Candid Digital | Digital Marketing Consultant
Here are a couple of tips I find helpful when I’m pitching my ideas:
- Support your idea with data. From a reporter’s perspective, anything that can substantiate the rationale for an article is hugely beneficial. Marketers can identify a topic with rising demand, find similar content that has performed well on a competitor site, or highlight opportunities to rank for high-volume search terms. Then explain why their content will be better than anything else out there on the topic.
- Supply something original. If you can provide access to findings that will be exclusive to that publisher, they will be much more receptive to the idea. Statistics from a study or data from a survey can be very convincing hooks when pitching an article.
- Put the publication’s audience first. It will be clear to any publication what the value exchange is for the writer; the latter will produce the content and will get some exposure by having it hosted on a reputable site. Therefore, the onus is on the writer to prove that this is mutually beneficial. Marketers should foreground the benefits that the audience will gain by reading the content, whether that is entertainment, information, or stimulating debate.
Alice G. Walton, PhD
Alicegwalton.com | Forbes Contributor
I’d say personalize it as much as possible — it’s very clear when a PR or marketing person has read your work and not. So make sure not only that the story is really a good match for the writer, but also that the email shows that you’ve read the person’s work and if possible reference it (and make sure the writer hasn’t already covered the story!).
We embarked on a journey of an extensive analysis of some 39,000 articles published on Forbes to help you tap into readers’ interests and needs. It appeared, that only a mind-boggling 1% of posts are shared more than 20,000 times. But we are still hopeful because this kind of performance is still the highest in the industry, and you can learn a thing or two from those few successful posts.
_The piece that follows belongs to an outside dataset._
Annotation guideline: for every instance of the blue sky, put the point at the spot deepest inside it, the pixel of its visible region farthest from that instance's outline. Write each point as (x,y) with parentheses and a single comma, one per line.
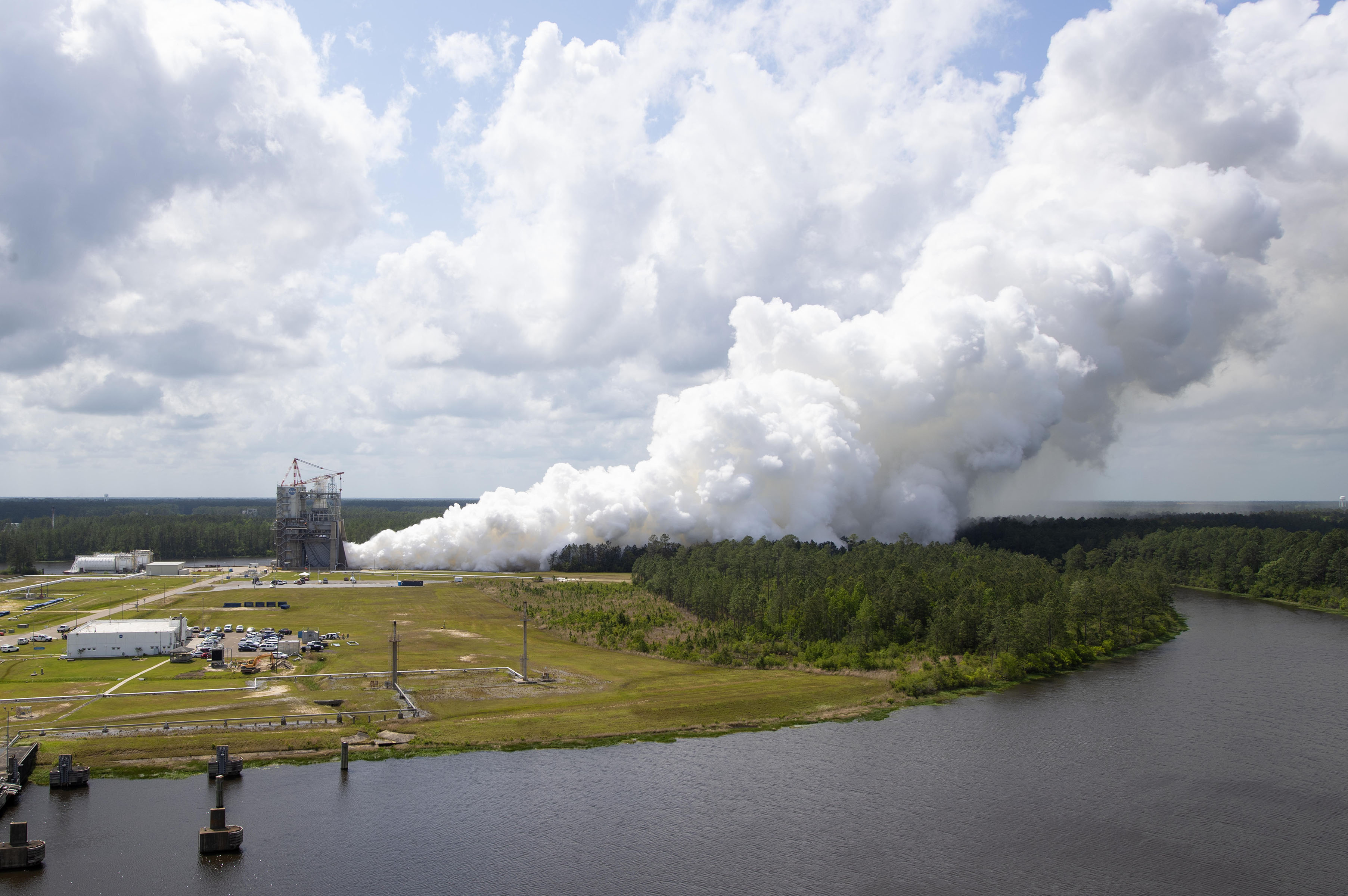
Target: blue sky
(218,255)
For instance, talk about things that people deal with or discuss on a daily basis, like politics or social life. We also took a closer look at why popular Forbes contributors are doing so well, and dissected each and every post they published. Even the titles didn’t go unnoticed, and we we able to find out what does it take for a title to draw reader’s attention. But don’t let the buzz blur your vision, seek inspiration in less competitive categories. And never stop learning from experts like the ones who were kind enough to let us in on their professional secrets.